Le paquet chemine, j'ai simplement souhaité que nous votions aujourd'hui et que nous ne différions pas le travail qui avait été effectué par le Parlement européen. Il n'y a pas de raison car il y a un texte, au moins, qui présente une certaine urgence, à savoir le texte sur la licence des conducteurs. Non pas parce qu'il a recueilli un assez large accord à la commission des transports mais tout simplement parce que la libéralisation est en marche. Depuis le 15 mars 2003, le fret ferroviaire international est ouvert et nous avons besoin aujourd'hui de ce texte pour former les conducteurs au transport international sur rail.
Je voudrais dire d'ailleurs que, en ce qui concerne mon rapport, il a un caractère tout à fait exemplaire, et j'espère que, demain, le message que nous enverrons du Parlement, le sera tout autant.

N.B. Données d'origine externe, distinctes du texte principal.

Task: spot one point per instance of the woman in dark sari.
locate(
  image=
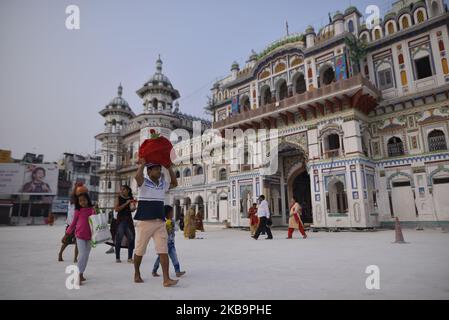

Et pourquoi est‑il exemplaire? Parce que, d'abord, c'est un signal social, alors que nous avons jusqu'à présent essentiellement envoyé des signaux économiques ou des signaux de libéralisation. J'ai toujours plaidé ici pour que le transport ferroviaire soit l'affaire de tous, y compris des cheminots, et je pense que ça ne marchera pas si les cheminots, ne se sentent pas concernés par l'Europe du rail. Nous avons mis en place une Agence ferroviaire dans laquelle nous allons faire rentrer les partenaires sociaux; nous devons faire en sorte que les partenaires sociaux se sentent concernés par l'investissement que nous faisons les uns et les autres dans l'avenir du transport ferroviaire.
C'est la raison pour laquelle ce texte, ayant fait l'objet d'un accord de branche bilatéral entre le patronat et les syndicats, ce qui est très rare au plan européen, nous devons aujourd'hui lui donner un prolongement législatif. C'est un exercice, somme toute assez simple, puisque le travail est fait, de transposition en droit positif européen d'un accord social, historique, qui en appelle d'autres, peut‑être un jour des conventions collectives permettant de faire en sorte que les travailleurs du chemin du fer se sentent tous concernés par l'ouverture des réseaux ferroviaires.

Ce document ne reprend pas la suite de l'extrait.